Sikhism is highly respected around the world for its strong value system and kindness towards humanity at large.
But the one practice that shines brightest is that of sharing food. Sikhs have always been known for organising langars, communal meals served to the hungry and the needy. These kitchens can be found at gurdwaras, temples or any place for that matter. The founder of Sikhism, Guru Nanak Dev Ji, initiated this tradition in the 15th century to spread equality.
Since then, I doubt anyone has returned hungry from a Sikh’s doorstep.
The most uplifting part of it all? A langar is open to all; irrespective of religion, caste, colour, gender or cultural background.
This has been proved once again by a Sikh community in New Jersey that has been feeding thousands of people who can't afford meals.
Through the charity event Let’s Share A Meal, initiated in 2008 by Nanak Naam Jahaj Gurudwara in Jersey City, 500 volunteers have cooked and distributed vegetarian meals to 80 locations in the States this time.
They dedicated the entire weekend to the mammoth task with deliveries extending into the week. According to the chief organiser, Onkar Singh, the event just keeps on getting better.
The fact that this event gets bigger and bigger every year is testament to the fact that there is still humanity left in people. With everything you see in the media, it’s easy to get discouraged and think what’s going to happen in the future.
Store owners also stepped forward to help and donated pasta, bread and soda for the great cause.

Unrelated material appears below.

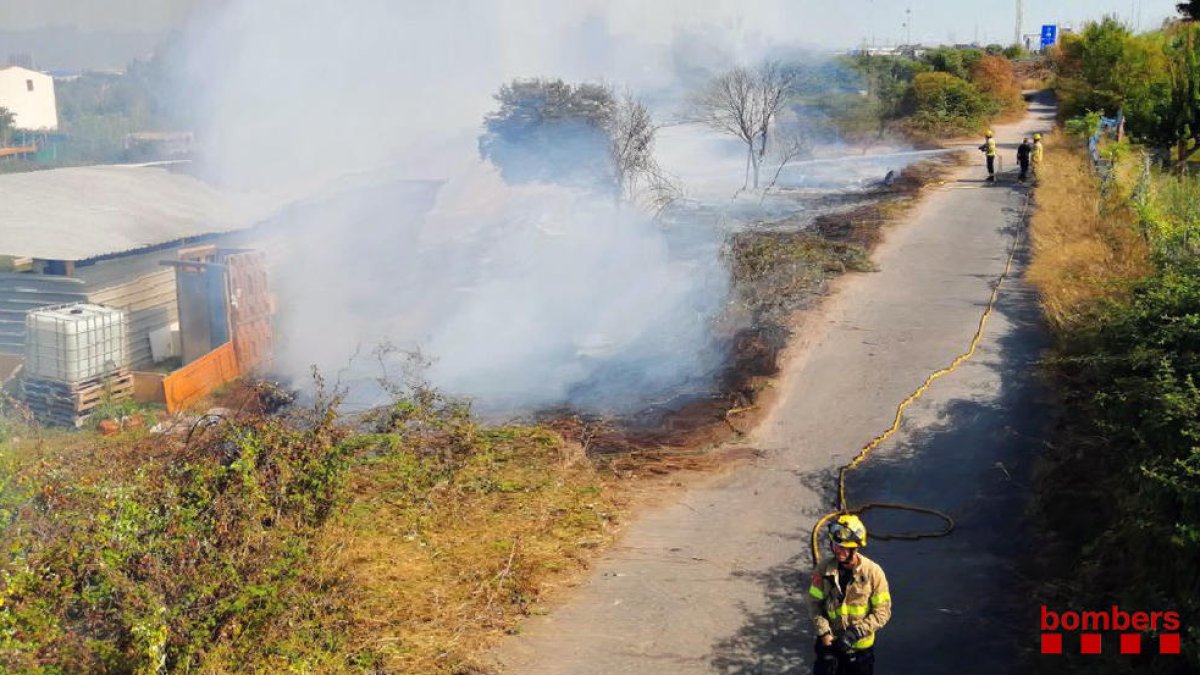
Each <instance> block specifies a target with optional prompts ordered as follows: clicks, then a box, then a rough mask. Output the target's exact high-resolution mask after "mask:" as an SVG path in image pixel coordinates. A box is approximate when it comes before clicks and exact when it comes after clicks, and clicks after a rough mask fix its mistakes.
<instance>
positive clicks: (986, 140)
mask: <svg viewBox="0 0 1200 675" xmlns="http://www.w3.org/2000/svg"><path fill="white" fill-rule="evenodd" d="M979 151H980V153H984V154H985V155H986V156H988V183H996V138H995V137H994V136H992V133H991V130H990V129H989V130H988V135H986V136H985V137H984V142H983V145H980V147H979Z"/></svg>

Onkar says that his volunteers’ relentless efforts in making sure that maximum people are fed moved him tremendously. He sees this gesture as a beacon of hope in the midst of all the hate prevalent in America today.
My message to the community is to stop trying to find the differences between one another and look beyond at our similarities. We are all humans at the end and we should all look at each other the same and help where help is needed.